Causal Graph Analysis (AthlePersona)

Causal graphs learned from real data show: - Bilateral relationships exist between shared factors \(S_1\) (mindset) and \(S_2\) (culture). - Cross-modal causal chains: Confidence (\(Z_{2,1}\)) → Facial Expression (\(Z_{1,4}\)); Emotional Stability (\(Z_{2,3}\)) → Appearance (\(Z_{1,2}\)). - Sequential path for image latent variables: Skin Tone → Attractiveness → Facial Expression.

Highlights

  • First large-scale multimodal dataset unifying LLM-inferred behavior traits with facial embeddings and biographical metadata, filling a gap in existing resources.
  • Exquisitely designed two-layer analysis framework: The structured layer reveals dependencies via statistical tests, while the unstructured layer learns causal mechanisms via CRL, complementing each other.
  • The proposed CRL method provides new identifiability theoretical guarantees under multimodal multi-measurement settings, extending existing theories.
  • Rigorous LLM selection process evaluating ten models across eight dimensions.
  • Robust privacy measures: Raw data is not released; only embeddings with invertible transformations are provided.

Limitations & Future Work

  • Group Bias: AthlePersona includes only male athletes, and CelebPersona is biased toward wealthy, high-profile individuals, lacking universal representation.
  • Lack of Temporal Stability: Behavior traits are dynamic, but data is inferred from static public information without longitudinal tracking.
  • LLM Inference Reliability: Despite multi-model voting increasing robustness, LLM assessment of behavior traits remains subjective.
  • Future work may expand to more data sources, including female athletes and more diverse groups.
  • Semantic interpretation of latent variables in causal graphs relies on posterior guidance from independence test results, rather than being fully automated.
Dataset Modalities Behavior Traits Trait Framework Causal Analysis
SALSA Video+Sensors Indirect None None
YouTube-Vlogs Video+Audio Impression Scores Big Five None
MuPTA Video+Audio+Physio Yes Big Five None
MDPE Multimodal Personality+Emotion Big Five None
PersonaX Image Emb.+Text Emb.+Bio LLM-Inferred Big Five Yes (CRL+Identifiability)

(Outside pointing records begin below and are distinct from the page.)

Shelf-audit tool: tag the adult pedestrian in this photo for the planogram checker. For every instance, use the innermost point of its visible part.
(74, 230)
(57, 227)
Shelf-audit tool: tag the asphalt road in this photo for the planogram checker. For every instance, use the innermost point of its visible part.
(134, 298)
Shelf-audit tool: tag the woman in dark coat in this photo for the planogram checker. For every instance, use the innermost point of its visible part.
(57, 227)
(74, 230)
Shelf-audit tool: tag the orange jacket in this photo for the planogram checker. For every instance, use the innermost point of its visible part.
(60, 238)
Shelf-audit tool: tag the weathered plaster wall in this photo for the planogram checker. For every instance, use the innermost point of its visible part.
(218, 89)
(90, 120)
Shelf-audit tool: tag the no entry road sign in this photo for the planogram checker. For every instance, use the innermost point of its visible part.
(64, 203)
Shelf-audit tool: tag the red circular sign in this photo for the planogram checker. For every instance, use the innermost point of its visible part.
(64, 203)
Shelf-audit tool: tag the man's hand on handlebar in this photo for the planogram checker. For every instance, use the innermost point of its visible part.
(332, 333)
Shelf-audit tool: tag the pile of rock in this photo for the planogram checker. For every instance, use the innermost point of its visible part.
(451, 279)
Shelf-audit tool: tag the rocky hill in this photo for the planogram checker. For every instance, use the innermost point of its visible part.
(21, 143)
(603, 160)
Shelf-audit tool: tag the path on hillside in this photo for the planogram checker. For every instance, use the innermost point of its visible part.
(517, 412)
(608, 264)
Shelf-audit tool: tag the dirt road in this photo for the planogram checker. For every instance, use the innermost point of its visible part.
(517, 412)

The uniqueness of PersonaX lies in: (1) largest scale (9444+4181), (2) the only one providing explicit LLM-inferred behavior trait text, and (3) the only one including causal representation learning analysis with theoretical guarantees.

Rating

  • Novelty: ⭐⭐⭐⭐ — Combination of multimodal behavior trait dataset + new CRL theory is original.
  • Experimental Thoroughness: ⭐⭐⭐⭐ — Dual validation with synthetic and real data; comprehensive independence testing.
  • Writing Quality: ⭐⭐⭐⭐ — Clear structure; two-layer analysis framework is well-organized.
  • Value: ⭐⭐⭐⭐ — Dataset and method offer long-term value to the multimodal causal inference community.